What the Fortis incident says about Indian healthcare
Madhavankutty Pillai Madhavankutty Pillai | 23 Nov, 2017
ABOUT EIGHT MONTHS ago, when I was in Kerala, I came across a case in which a senior citizen from a poor family fell seriously ill and was rushed to a hospital where they put him in the ICU. Within two days, his son, who just had a part-time job, realised that they could not afford the fees. They shifted him to a government hospital, which put him up in the general ward despite many of his organs showing degeneration. His death was expected, but he gained consciousness and was soon home. He is in a little discomfort but still alive.
I remembered him on reading about the death of Adya, a seven-year-old whose father accuses Fortis Hospital of giving him a Rs 16 lakh bill which included charges for 660 syringes and 1,600 gloves. Adya was in the ICU for 15 days because of dengue complications, having been shifted to Fortis from another hospital because it had better facilities.
Contrast these two cases and you have what I was told by a doctor recently while doing a story on End of Life Care in India: when it comes to the poor, the decision to pull the plug becomes very easy for both families as well as medical professionals. It is usually with the middle and upper classes that Fortis-like situations arise. The family wants the best treatment possible, which rapidly begins to exceed what even they can afford while the hospital, which is a profit-driven enterprise, maximises revenues.
There is really no escape from this and India is far from being the only country unable to find an ideal healthcare system. The Scandinavian countries do it well where everything is completely taken care of by the state. They also tax more than half a person’s income and everyone pays there. And still it is said to be too early to tell whether that model is sustainable for very long. The US has completely botched up healthcare, and in the UK, waiting lists for free treatment are sometimes so long that patients come to India and pay for some procedures.
In India, the medical profession has done a lousy job of self-regulation. Horrendous stories of negligence barely get any attention from its associations. But it is not clear whether the Fortis case would fall under that. An amount that can shock is relative; Rs 16 lakh might be huge for a middle class professional, but a sixteenth of it, Rs 1 lakh, would be equally forbidding for that family in Kerala.
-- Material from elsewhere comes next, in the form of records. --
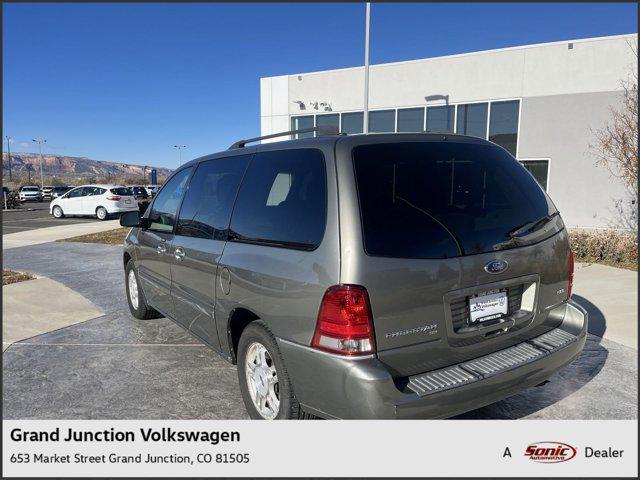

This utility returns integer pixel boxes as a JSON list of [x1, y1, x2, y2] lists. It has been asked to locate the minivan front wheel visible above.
[[238, 321, 303, 420], [125, 259, 161, 320]]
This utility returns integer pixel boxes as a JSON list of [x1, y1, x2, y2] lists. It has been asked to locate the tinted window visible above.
[[149, 167, 192, 232], [231, 149, 327, 249], [342, 112, 364, 135], [398, 108, 424, 132], [316, 113, 340, 129], [489, 100, 520, 157], [520, 160, 549, 191], [354, 142, 561, 258], [456, 103, 489, 138], [109, 187, 133, 196], [369, 110, 396, 132], [427, 105, 455, 133], [291, 115, 313, 138], [176, 155, 250, 240], [67, 187, 83, 198]]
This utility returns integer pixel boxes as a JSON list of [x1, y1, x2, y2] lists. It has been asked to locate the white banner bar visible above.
[[3, 420, 638, 477]]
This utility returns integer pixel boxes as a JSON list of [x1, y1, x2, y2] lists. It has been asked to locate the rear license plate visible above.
[[469, 292, 509, 323]]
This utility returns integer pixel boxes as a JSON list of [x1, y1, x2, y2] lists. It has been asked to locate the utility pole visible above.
[[32, 138, 47, 188], [7, 135, 11, 181], [363, 2, 371, 133], [174, 145, 186, 166]]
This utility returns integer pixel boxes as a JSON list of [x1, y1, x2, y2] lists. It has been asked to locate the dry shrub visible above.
[[569, 229, 638, 268]]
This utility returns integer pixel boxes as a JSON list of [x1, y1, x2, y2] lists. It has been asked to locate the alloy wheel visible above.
[[245, 342, 280, 420], [128, 269, 138, 310]]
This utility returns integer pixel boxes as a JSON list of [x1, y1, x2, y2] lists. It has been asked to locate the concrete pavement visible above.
[[573, 263, 638, 350], [2, 201, 96, 234], [2, 277, 104, 351], [3, 242, 637, 419], [2, 220, 120, 250]]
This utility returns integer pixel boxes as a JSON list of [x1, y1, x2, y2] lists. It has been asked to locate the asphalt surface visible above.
[[2, 200, 96, 235], [3, 242, 637, 419]]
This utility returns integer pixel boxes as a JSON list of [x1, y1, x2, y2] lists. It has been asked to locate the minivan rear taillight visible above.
[[567, 249, 574, 298], [311, 285, 375, 355]]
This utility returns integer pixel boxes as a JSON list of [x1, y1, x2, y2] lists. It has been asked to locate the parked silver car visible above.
[[121, 129, 587, 419]]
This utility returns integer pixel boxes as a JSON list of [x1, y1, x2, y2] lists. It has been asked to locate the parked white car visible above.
[[49, 185, 138, 220], [18, 185, 44, 202]]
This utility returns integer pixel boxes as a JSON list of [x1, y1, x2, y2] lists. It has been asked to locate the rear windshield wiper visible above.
[[506, 210, 560, 238]]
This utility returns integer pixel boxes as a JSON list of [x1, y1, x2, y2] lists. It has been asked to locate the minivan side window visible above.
[[149, 167, 193, 232], [176, 155, 251, 240], [230, 148, 327, 250]]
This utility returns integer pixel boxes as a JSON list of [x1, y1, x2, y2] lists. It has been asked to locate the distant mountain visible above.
[[2, 152, 173, 178]]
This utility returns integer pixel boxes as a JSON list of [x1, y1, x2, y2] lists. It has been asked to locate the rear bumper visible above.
[[278, 301, 588, 419], [105, 202, 140, 213]]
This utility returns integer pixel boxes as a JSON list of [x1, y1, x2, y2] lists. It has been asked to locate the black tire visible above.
[[238, 320, 310, 420], [51, 205, 64, 218], [124, 259, 162, 320], [96, 207, 109, 221]]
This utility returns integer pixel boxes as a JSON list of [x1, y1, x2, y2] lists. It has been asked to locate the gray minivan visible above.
[[121, 129, 587, 419]]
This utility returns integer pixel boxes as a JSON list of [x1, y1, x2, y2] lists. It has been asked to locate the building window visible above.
[[291, 115, 313, 139], [427, 105, 455, 133], [520, 160, 549, 192], [369, 110, 396, 132], [489, 100, 520, 157], [456, 103, 489, 138], [342, 112, 364, 135], [398, 108, 424, 132], [316, 113, 340, 130]]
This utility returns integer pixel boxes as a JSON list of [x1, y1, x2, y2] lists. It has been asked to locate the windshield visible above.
[[111, 187, 133, 196], [353, 142, 562, 258]]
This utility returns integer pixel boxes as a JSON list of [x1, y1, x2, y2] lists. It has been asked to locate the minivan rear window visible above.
[[353, 141, 562, 258]]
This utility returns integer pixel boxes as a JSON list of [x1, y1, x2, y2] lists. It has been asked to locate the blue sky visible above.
[[2, 3, 638, 167]]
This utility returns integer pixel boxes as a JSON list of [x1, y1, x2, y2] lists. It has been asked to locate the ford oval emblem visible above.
[[484, 260, 509, 274]]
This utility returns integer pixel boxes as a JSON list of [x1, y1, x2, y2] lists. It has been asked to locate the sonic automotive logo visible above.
[[524, 442, 577, 463]]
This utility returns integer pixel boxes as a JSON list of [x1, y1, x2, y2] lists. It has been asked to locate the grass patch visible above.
[[58, 227, 130, 245], [2, 270, 36, 286]]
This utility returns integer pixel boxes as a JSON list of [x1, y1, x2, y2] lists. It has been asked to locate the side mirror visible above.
[[120, 210, 149, 228]]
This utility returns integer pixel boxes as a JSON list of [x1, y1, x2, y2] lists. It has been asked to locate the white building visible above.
[[260, 34, 638, 228]]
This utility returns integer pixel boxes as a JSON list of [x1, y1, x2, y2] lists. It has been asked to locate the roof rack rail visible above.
[[229, 125, 339, 150]]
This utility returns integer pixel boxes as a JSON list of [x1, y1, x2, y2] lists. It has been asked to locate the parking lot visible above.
[[2, 200, 96, 235], [3, 231, 637, 419]]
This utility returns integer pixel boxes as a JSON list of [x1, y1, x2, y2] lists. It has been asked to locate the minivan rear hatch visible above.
[[346, 137, 569, 375]]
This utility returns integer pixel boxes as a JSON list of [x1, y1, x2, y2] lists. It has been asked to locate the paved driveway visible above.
[[2, 200, 96, 235], [3, 243, 637, 419]]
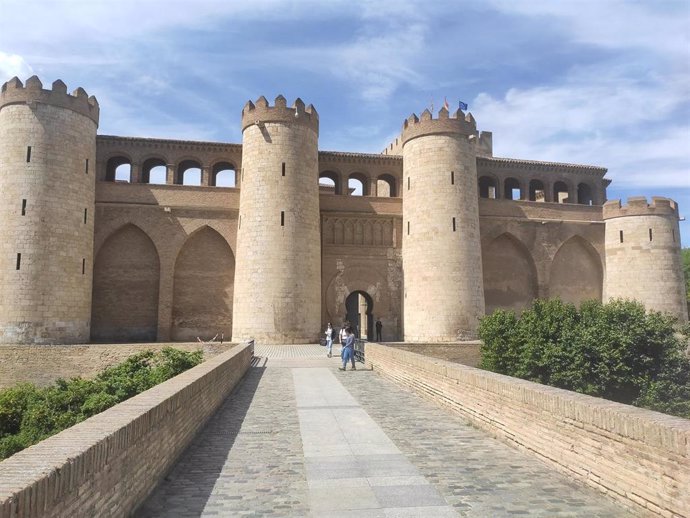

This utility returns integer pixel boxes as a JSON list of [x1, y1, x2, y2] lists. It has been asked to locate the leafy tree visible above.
[[0, 347, 203, 459], [479, 299, 690, 418]]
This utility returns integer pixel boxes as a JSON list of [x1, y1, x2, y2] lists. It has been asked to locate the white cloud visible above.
[[0, 51, 34, 83], [489, 0, 690, 59], [472, 69, 690, 188]]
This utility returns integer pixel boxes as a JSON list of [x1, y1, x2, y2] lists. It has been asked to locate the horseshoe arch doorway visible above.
[[345, 291, 374, 340]]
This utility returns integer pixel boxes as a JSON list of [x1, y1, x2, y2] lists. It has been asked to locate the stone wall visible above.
[[366, 344, 690, 518], [0, 77, 98, 344], [0, 344, 253, 518], [0, 342, 236, 389], [604, 197, 688, 322], [402, 117, 484, 342]]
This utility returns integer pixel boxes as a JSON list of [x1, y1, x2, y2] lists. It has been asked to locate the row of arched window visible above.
[[104, 156, 603, 205], [104, 156, 238, 187], [319, 171, 399, 198], [479, 175, 592, 205]]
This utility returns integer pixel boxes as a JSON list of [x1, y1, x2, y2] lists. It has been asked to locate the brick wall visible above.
[[0, 342, 236, 389], [366, 344, 690, 517], [0, 344, 253, 518]]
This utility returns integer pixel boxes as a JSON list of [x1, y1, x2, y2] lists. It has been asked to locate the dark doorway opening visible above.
[[345, 291, 374, 340]]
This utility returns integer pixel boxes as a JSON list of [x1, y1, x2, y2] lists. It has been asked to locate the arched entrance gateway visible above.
[[345, 291, 374, 340]]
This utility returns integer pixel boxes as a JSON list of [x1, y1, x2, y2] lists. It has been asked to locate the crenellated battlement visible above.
[[242, 95, 319, 134], [402, 107, 479, 146], [603, 196, 678, 220], [0, 76, 100, 126]]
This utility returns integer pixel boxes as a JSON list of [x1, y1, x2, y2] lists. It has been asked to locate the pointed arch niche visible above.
[[91, 224, 160, 342], [549, 236, 603, 304], [482, 233, 537, 314], [171, 226, 235, 342]]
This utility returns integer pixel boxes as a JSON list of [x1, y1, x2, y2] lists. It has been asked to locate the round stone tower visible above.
[[0, 76, 99, 344], [402, 108, 484, 342], [603, 196, 688, 322], [232, 96, 321, 343]]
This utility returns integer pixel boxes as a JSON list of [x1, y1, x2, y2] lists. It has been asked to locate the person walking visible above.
[[339, 327, 357, 371], [325, 322, 333, 358], [338, 321, 350, 347]]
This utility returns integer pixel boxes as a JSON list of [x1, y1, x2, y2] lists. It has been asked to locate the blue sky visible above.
[[0, 0, 690, 246]]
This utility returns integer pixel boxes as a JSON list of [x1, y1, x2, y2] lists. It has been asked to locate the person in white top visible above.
[[325, 322, 333, 358]]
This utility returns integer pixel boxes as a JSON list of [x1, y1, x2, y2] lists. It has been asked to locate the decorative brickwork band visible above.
[[0, 76, 100, 126], [603, 196, 678, 220], [242, 95, 319, 135], [402, 108, 479, 146]]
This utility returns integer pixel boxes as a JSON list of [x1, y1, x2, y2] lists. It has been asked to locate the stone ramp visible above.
[[136, 345, 631, 518]]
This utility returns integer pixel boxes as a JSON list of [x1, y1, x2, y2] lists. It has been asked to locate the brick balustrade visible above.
[[0, 344, 253, 518], [366, 343, 690, 517]]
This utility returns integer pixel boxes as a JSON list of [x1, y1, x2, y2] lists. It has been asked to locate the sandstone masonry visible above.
[[0, 76, 687, 344]]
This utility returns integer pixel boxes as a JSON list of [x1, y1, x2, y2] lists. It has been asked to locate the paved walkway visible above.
[[137, 346, 630, 518]]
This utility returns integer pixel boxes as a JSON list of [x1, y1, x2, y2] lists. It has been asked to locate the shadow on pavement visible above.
[[133, 368, 266, 518]]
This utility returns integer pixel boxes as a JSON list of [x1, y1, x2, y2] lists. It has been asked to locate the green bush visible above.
[[479, 299, 690, 418], [0, 347, 203, 459]]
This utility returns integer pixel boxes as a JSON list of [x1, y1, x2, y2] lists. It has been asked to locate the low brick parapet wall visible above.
[[0, 344, 253, 518], [0, 342, 237, 389], [366, 343, 690, 517]]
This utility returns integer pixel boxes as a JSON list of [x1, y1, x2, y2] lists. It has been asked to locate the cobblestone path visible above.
[[136, 346, 631, 518]]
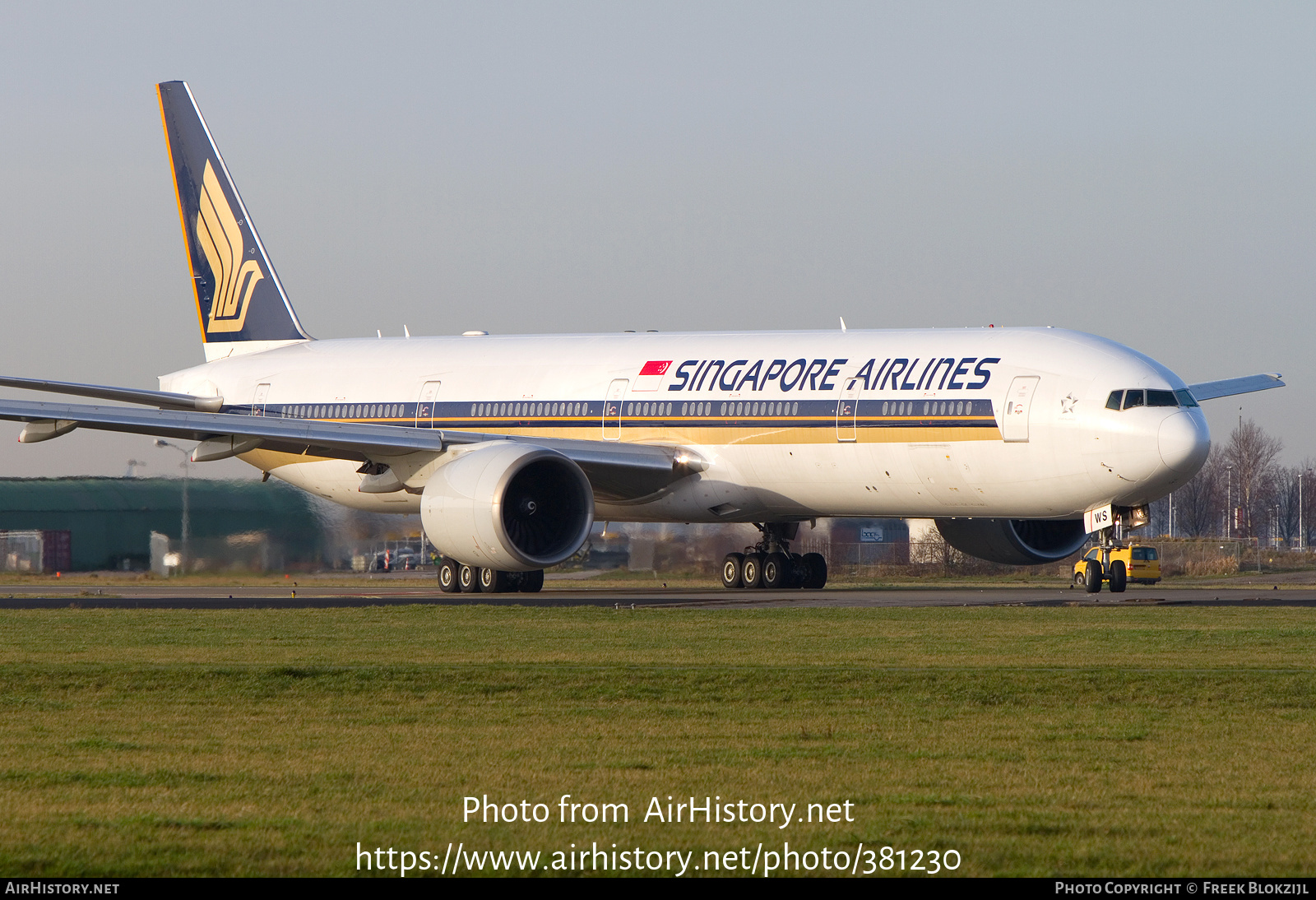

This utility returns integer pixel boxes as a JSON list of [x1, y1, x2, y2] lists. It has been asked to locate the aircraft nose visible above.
[[1156, 412, 1211, 474]]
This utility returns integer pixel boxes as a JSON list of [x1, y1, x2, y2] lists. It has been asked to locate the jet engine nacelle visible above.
[[419, 441, 594, 573], [936, 518, 1087, 566]]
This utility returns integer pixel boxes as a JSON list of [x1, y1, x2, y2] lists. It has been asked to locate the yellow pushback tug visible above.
[[1074, 544, 1161, 593]]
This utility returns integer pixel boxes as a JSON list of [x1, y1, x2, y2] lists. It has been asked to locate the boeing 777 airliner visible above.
[[0, 81, 1283, 591]]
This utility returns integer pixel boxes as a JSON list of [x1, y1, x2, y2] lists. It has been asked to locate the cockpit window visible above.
[[1105, 388, 1198, 409]]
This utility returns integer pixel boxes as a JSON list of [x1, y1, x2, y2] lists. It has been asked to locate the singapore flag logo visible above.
[[630, 360, 671, 391]]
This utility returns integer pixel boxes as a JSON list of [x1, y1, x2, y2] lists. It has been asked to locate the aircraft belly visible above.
[[239, 450, 419, 513]]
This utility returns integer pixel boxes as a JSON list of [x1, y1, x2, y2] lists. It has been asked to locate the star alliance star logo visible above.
[[196, 160, 265, 334]]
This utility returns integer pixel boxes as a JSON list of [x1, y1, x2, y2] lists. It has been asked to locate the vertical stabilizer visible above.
[[156, 81, 311, 360]]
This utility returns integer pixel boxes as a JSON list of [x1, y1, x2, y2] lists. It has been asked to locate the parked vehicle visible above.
[[1074, 544, 1161, 593]]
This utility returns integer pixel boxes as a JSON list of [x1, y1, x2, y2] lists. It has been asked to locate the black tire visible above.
[[790, 553, 809, 588], [804, 553, 827, 591], [1083, 559, 1101, 593], [438, 559, 461, 593], [480, 568, 512, 593], [741, 553, 763, 588], [722, 553, 745, 588], [1110, 559, 1129, 593], [763, 553, 791, 591]]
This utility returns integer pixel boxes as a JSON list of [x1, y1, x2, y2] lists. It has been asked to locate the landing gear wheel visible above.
[[803, 553, 827, 591], [788, 553, 809, 588], [1083, 559, 1101, 593], [741, 553, 763, 588], [763, 553, 791, 591], [722, 553, 745, 588], [480, 568, 512, 593], [438, 559, 459, 593], [1110, 559, 1129, 593]]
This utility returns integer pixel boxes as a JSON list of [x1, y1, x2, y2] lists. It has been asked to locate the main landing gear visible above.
[[438, 559, 544, 593], [722, 522, 827, 590]]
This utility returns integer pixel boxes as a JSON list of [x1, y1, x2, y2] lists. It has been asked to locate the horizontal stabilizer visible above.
[[0, 375, 224, 412], [1189, 373, 1285, 401], [0, 400, 707, 500]]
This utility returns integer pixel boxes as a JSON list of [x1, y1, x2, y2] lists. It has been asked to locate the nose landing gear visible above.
[[722, 522, 827, 590]]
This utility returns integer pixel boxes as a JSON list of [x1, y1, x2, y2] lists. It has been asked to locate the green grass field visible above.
[[0, 606, 1316, 875]]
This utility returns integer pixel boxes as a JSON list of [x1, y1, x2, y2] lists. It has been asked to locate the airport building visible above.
[[0, 478, 331, 571]]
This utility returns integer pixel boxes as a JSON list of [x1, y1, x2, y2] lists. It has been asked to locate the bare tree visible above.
[[1174, 448, 1226, 537], [1265, 466, 1307, 547], [1222, 419, 1285, 537]]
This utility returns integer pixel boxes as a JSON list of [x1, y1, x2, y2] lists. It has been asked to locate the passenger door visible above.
[[603, 378, 630, 441], [836, 378, 864, 441], [416, 382, 443, 428], [1000, 375, 1041, 443]]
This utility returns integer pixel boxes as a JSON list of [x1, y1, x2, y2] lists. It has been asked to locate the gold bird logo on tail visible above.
[[196, 160, 265, 334]]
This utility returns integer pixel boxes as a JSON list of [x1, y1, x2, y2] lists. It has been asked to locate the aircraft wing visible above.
[[1189, 373, 1285, 402], [0, 395, 706, 500]]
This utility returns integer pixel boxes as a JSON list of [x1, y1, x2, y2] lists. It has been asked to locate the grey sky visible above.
[[0, 2, 1316, 475]]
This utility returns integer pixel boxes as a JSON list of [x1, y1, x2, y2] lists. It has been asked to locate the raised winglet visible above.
[[1189, 373, 1285, 402]]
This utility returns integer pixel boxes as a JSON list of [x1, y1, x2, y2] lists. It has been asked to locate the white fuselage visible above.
[[160, 327, 1209, 522]]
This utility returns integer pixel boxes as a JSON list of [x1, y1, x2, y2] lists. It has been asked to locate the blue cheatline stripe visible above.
[[224, 400, 996, 429]]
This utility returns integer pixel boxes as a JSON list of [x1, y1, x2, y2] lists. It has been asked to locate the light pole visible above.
[[155, 438, 192, 573], [1226, 466, 1233, 538], [1298, 468, 1311, 553]]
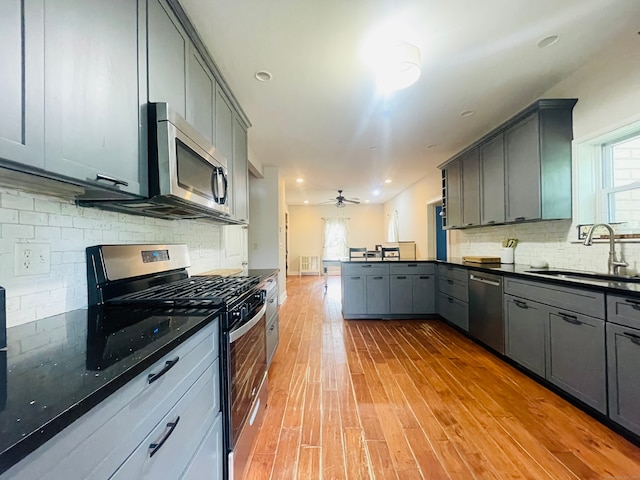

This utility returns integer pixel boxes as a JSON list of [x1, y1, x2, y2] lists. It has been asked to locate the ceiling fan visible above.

So long as private hospitals make charges transparent and other alternatives are available, even if not optimal, the patient’s family must bear the onus for their choice.
The usual chicanery that hospitals do is in citing a shortfall of rooms and forcing people to take high-end ones so that all the other prices get jacked up. Or doctors prescribe treatments which are not needed because they have to meet the targets of hospitals. Tactics like these border on the edge of crime and should be treated as such. It is also necessary for patients to strip the medical profession of its halo. If doctors think of themselves as another service like plumbers or electricians, then that is how they should be looked at.